Lo scorso anno l’Unione delle Camere Penali e il suo Osservatorio sul Carcere avevano partecipato con straordinario entusiasmo alla iniziativa “Ferragosto in carcere”, promossa dal Partito Radicale. Centinaia di avvocati penalisti, unitamente a militanti e dirigenti radicali, decine di parlamentari e garanti territoriali avevano dato luogo a una mobilitazione su vasta scala visitando, a cavallo del 15 agosto, circa 80 istituti penitenziari, in 18 regioni italiane. Da Tolmezzo a Palermo, da Torino a Salerno, da Trieste a Bari, da Aosta a Reggio Calabria, passando per Roma, Milano, Napoli e Firenze. Una mobilitazione di grande valore civile che ha consentito di avere un quadro d’insieme del sistema penitenziario nazionale, smascherando l’ipocrita affermazione che in Italia non vi fosse sovraffollamento, una sanità penitenziaria carente, disagi e trattamenti detentivi disumani e degradanti.

Numerose, quindi, le interrogazioni parlamentari al ministro della Giustizia sulle gravi distorsioni riscontrate nelle numerose visite.
Dopo il flagello del coronavirus, che ha messo a nudo le criticità strutturali e organizzative del pianeta carcere nazionale e che ha imposto una rigida chiusura agli accessi esterni al carcere (su tutti colloqui familiari, colloqui avvocati, volontari) e la sospensione di tutte le attività trattamentali, in quei pochi istituti ove venivano tenute, dopo le rivolte, con la morte violenta di 13 detenuti (una delle pagine più brutte dei nostri giorni ancora avvolta nel mistero più profondo), con un elevato numero di suicidi sino a oggi registrato (ben 33 detenuti), ci saremmo aspettati una disponibilità rinnovata del Dap al Ferragosto in carcere 2020, promossa, ancora una volta, dal Partito Radicale. E invece il Dap ha autorizzato visite in carcere, pur in numero ridotto (due persone), in soli 5 istituti penitenziari. Una concessione che rende ancor più fosco il quadro già oscuro delle nostre prigioni.

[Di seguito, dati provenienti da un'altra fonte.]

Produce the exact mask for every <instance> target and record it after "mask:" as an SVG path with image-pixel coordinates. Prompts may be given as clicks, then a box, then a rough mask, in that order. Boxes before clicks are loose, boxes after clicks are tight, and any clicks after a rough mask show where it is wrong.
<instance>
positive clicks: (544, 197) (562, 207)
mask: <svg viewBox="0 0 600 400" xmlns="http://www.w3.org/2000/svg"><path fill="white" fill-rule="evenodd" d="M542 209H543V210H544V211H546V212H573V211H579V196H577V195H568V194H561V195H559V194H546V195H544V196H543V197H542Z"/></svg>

Pur comprendendo le ragioni che hanno imposto la limitazione numerica delle delegazioni autorizzate alla visita, francamente non riusciamo davvero a darci una spiegazione razionale sulla scellerata decisione dei vertici del Dap – rinnovati dopo le sceneggiate messe in onda nella sanguinosa “Arena” televisiva di Giletti – di consentire le visite per il “Ferragosto in carcere” solo in 5 istituti su 198, come se i restanti 193 fossero già contagiati dal virus e si temesse di diffonderlo all’esterno. È davvero difficile comprendere una scelta così illogica quanto scriteriata che non aiuta il mondo carcerario a recuperare quella tranquillità già messa in discussione dalla privazione della libertà, dalla lontananza degli affetti familiari e che rischia di diffondere, tra i detenuti ed i detenenti, un virus ancora più violento e mortale del covid: l’indifferenza ed il silenzio verso un mondo posto al di là dei confini della nostra civiltà.

Eppure l’Oms, nelle linee guida appositamente predisposte per affrontare il pericolo contagio del coronavirus nelle carceri di tutta Europa, pur riconoscendo l’opportunità di limitare, temporaneamente e in via straordinaria, i contatti con il mondo esterno, ha segnalato i gravi rischi che l’isolamento prolungato possa comportare in termini di violazione dei diritti umani, ammonendo, infine, i governi di tutta Europa a non utilizzare il rischio epidemiologico per opporsi “all’ispezione esterna delle carceri e degli altri luoghi di detenzione”. Non siamo per nulla rassegnati dinanzi a queste restrittive decisioni del Dap e siamo mobilitati per procedere ad una campagna massiccia di visite, in numero non superiore a 2 persone, negli istituti penitenziari di tutta Italia a partire da settembre, convinti che il carcere non possa essere il cimitero dei vivi.